The academy courtyard pulsed with excitement.
Students whispered, clustered near the arched gates. Even the faculty had emerged, robes brushed and crests straightened, trying to look indifferent—and failing. The banners of the four noble houses fluttered high above, gold catching on crimson in the early sun.
Then came the rumble.
Wheels on stone. Hooves pounding in disciplined rhythm.
The royal carriage rolled in, white-gold and veiled with protective glyphs that shimmered faintly in the morning light.

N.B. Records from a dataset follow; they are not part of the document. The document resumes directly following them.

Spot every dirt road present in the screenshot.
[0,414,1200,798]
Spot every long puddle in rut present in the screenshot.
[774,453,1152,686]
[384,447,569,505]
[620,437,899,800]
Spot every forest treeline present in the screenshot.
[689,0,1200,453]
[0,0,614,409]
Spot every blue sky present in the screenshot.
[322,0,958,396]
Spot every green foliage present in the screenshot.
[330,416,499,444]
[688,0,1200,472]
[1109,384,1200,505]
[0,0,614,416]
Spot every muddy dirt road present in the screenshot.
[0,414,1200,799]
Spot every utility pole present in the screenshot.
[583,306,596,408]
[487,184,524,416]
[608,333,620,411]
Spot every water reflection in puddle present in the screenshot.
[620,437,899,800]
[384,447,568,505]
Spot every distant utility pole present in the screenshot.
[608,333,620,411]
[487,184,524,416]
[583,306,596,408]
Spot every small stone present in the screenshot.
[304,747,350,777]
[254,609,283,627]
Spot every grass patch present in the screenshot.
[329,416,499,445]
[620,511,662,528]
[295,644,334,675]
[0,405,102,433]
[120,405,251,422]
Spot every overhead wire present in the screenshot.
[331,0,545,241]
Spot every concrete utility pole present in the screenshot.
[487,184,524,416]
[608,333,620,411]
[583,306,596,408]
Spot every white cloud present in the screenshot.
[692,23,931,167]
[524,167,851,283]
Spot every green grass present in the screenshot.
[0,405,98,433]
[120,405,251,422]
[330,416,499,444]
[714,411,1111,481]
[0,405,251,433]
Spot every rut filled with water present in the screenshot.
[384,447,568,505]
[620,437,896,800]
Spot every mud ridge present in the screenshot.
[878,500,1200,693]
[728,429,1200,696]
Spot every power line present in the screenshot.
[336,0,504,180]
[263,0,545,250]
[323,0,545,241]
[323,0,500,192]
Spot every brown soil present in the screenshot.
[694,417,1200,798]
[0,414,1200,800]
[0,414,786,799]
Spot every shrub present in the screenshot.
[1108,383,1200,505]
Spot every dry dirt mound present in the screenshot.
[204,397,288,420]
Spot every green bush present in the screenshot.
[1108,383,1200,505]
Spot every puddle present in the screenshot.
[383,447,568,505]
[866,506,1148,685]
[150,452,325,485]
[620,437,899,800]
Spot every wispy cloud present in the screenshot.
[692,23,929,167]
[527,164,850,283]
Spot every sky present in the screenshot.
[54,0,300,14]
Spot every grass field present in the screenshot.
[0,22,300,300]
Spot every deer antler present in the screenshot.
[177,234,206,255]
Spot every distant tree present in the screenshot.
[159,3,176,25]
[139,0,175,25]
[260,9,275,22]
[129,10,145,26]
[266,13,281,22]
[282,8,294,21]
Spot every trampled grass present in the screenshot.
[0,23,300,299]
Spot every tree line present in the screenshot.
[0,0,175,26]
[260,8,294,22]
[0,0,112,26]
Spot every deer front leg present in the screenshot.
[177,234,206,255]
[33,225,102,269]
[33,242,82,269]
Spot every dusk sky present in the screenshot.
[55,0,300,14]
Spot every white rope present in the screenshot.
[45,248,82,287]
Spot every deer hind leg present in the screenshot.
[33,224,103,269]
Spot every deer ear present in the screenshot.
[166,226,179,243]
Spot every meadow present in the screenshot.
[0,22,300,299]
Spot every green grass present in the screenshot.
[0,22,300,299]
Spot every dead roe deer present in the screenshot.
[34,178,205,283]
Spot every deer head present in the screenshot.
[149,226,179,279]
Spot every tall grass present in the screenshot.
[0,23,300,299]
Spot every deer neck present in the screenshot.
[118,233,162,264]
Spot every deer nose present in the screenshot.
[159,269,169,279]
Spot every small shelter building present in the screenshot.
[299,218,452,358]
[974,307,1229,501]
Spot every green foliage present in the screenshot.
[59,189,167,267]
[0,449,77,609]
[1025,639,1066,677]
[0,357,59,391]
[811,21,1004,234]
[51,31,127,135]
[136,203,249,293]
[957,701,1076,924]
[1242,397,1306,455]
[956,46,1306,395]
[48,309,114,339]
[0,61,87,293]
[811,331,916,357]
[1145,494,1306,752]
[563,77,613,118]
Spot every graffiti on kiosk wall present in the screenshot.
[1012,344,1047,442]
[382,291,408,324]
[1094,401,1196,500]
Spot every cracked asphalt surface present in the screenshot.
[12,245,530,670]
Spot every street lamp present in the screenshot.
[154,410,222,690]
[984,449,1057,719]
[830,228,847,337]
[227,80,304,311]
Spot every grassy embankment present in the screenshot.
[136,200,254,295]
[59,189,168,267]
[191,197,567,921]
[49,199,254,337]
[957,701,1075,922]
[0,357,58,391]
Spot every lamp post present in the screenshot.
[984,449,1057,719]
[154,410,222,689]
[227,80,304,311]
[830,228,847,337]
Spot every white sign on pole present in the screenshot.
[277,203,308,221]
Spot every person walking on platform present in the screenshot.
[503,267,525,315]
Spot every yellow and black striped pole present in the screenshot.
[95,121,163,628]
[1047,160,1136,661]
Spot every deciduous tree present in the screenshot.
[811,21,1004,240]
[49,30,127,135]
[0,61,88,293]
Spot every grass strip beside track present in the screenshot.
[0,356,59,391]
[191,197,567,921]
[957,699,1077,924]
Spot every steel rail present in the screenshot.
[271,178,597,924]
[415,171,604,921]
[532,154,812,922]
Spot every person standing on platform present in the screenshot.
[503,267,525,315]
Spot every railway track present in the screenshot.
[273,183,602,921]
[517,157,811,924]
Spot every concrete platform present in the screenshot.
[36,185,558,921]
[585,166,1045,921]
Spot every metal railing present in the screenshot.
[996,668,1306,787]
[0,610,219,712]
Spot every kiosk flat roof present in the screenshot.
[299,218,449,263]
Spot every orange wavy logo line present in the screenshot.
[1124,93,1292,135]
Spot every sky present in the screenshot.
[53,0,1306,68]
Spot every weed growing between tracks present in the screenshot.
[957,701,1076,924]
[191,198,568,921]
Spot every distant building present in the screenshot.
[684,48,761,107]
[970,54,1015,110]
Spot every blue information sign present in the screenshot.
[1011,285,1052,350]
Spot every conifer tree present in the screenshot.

On its door: the twin emblems of the royal family and the Church of the Flame.
There was no doubt.
The Chosen One had arrived.
High above, leaning on a balcony carved into the east tower, Cael Ardyn stood still as the stone beneath his boots.
He didn't move.
Didn't blink.
Just watched.
The carriage stopped. A knight in silver opened the door.
And then—
Leon stepped out.
Tall. Straight-backed. Dressed not in royal silks, but simple travel clothes marked with only a modest crest. His blond hair ruffled by the breeze. Eyes warm. Smile brighter than the banners.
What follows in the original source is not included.